Councillors gave their backing for a new plan to tackle poverty in Hartlepool.
Hartlepool Borough Council is spearheading a Child and Family Poverty Strategy setting out measures designed to drive down the town’s high rates of deprivation between now and 2020 by working with partner agencies.
On the whole those that are in poverty are really trying very hard for their familiesDanielle Swainston, Hartlepool Borough Council
The plan was supported by the council’s Children’s Services Committee.
Committee chairman, Councillor Alan Clark said: “I think this is important. As we sit here now there is families out there in Hartlepool and across the UK who are struggling to make ends meet.”

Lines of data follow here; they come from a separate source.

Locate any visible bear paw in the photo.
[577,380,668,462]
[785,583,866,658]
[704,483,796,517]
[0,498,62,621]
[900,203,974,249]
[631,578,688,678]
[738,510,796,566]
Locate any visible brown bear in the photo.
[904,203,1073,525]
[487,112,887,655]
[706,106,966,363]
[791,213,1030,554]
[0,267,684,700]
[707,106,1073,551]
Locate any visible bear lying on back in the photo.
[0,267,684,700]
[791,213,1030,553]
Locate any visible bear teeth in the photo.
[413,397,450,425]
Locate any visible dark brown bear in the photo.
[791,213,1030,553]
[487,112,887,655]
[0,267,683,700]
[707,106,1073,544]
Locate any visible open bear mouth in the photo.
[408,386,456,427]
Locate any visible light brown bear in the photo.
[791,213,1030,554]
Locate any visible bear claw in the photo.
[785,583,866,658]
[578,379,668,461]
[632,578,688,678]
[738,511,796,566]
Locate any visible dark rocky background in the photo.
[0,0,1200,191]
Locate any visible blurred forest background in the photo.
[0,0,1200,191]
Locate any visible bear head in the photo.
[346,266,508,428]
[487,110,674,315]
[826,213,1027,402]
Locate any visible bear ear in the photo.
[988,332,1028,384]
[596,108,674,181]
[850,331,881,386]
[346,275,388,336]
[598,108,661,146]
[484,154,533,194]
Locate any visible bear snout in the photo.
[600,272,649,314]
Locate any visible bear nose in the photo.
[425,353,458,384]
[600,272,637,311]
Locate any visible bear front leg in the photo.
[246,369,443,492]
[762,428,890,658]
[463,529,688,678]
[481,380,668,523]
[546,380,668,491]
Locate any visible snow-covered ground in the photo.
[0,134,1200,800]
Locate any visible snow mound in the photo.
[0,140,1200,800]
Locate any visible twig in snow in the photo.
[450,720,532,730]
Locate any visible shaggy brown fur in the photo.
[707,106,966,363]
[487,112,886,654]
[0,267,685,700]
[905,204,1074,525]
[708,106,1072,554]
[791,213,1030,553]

The strategy aims to help lift families out of deprivation by focussing on offering support as early as possible and prevent children becoming through improved education and better opportunities for all.
The authority says it will only be achieved by working in collaboration with partners and other services.

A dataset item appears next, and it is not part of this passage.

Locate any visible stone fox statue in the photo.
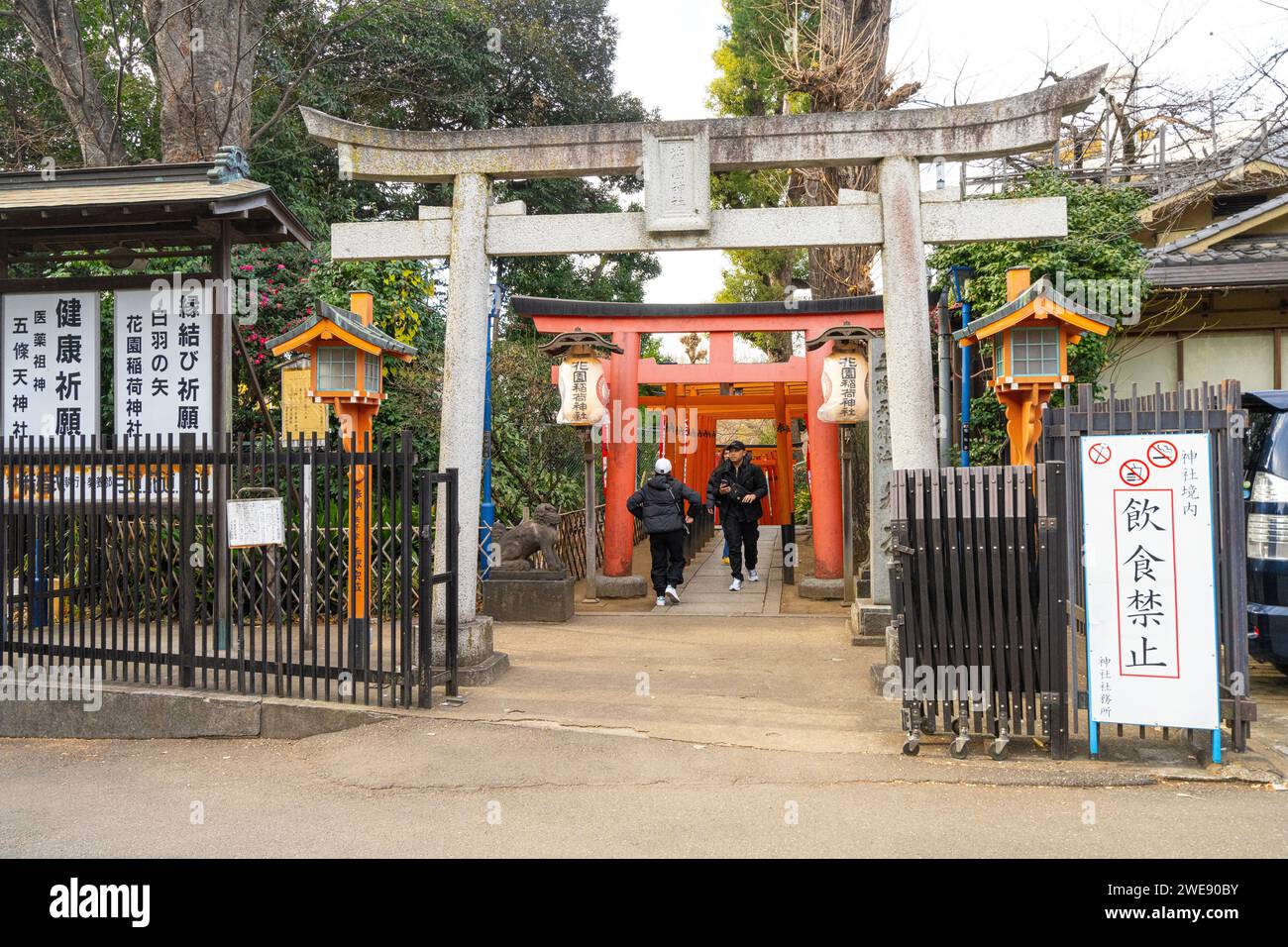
[492,502,567,573]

The strategy also outlines the need to help people access benefits they are entitled to, help them manage their money and support families in rent arrears.

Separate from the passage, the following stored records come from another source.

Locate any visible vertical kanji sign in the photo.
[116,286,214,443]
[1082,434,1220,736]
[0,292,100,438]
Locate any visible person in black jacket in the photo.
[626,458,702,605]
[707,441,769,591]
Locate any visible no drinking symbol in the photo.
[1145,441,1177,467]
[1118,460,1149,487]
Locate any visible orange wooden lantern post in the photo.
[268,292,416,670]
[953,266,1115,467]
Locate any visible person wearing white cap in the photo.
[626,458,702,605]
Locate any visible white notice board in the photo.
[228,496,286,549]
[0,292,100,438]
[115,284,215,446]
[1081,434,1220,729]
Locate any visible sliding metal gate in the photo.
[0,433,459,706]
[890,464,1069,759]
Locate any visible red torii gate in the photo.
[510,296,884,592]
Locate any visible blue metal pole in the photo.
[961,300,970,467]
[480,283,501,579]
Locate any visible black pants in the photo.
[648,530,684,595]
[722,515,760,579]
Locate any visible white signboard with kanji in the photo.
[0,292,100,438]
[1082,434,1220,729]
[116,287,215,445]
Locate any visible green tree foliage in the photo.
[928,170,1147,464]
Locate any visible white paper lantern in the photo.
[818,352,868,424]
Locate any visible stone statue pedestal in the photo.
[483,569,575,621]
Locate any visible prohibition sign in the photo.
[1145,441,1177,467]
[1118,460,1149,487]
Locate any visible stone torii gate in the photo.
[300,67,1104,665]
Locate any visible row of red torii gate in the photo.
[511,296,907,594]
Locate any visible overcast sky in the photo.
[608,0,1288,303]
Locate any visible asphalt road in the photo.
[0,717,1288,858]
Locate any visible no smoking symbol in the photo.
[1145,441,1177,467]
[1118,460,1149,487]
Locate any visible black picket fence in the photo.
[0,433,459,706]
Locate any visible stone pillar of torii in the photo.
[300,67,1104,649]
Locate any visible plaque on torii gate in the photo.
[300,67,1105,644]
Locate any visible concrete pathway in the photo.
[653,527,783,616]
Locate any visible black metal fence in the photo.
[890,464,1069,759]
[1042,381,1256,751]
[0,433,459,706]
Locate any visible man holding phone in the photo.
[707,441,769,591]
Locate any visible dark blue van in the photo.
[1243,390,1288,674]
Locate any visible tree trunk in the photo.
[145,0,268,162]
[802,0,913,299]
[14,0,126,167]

Coun Paul Beck said it was not just households where nobody works that suffer poverty but those with jobs to.
Danielle Swainston, assistant director (children’s services) agreed saying: “On the whole those that are in poverty are really trying very hard for their families.
“A number of them have two or three jobs but very low skilled and paid.
“It is an issue we need to address collectively as a strategy.”
Coun Clark said he knew of a family in his ward that worked and was left with just £6 at the end of the week after paying the bills.
Coun Brenda Harrison said more public understanding was needed of how foodbanks operate to get across users are not “scroungers”.
She added: “For us to need foodbanks in this day and age is a disgrace.”
Hartlepool’s overall level of child poverty is currently 31%, which equates to about 7,000 young people aged 0-19.
Coun Ged Hall, vice chair of the committee, said: “That is a staggering figure for a town of 90,000 people.”
The strategy also places greater attention to children going hungry during school holidays.
Around 2,400 youngsters across the town get free school meals.
A £13,000 council pilot scheme is underway in partnership with Hartlepool Foodbank to reach more families during the summer holidays by providing food parcels from three new venues across town.
And community groups can apply for a share of £25,000 in grants to provide meals during the six-week break.
The Child and Family Poverty Strategy will go to the council’s Finance and Policy Committee in September and full council will be asked to ratify it in October.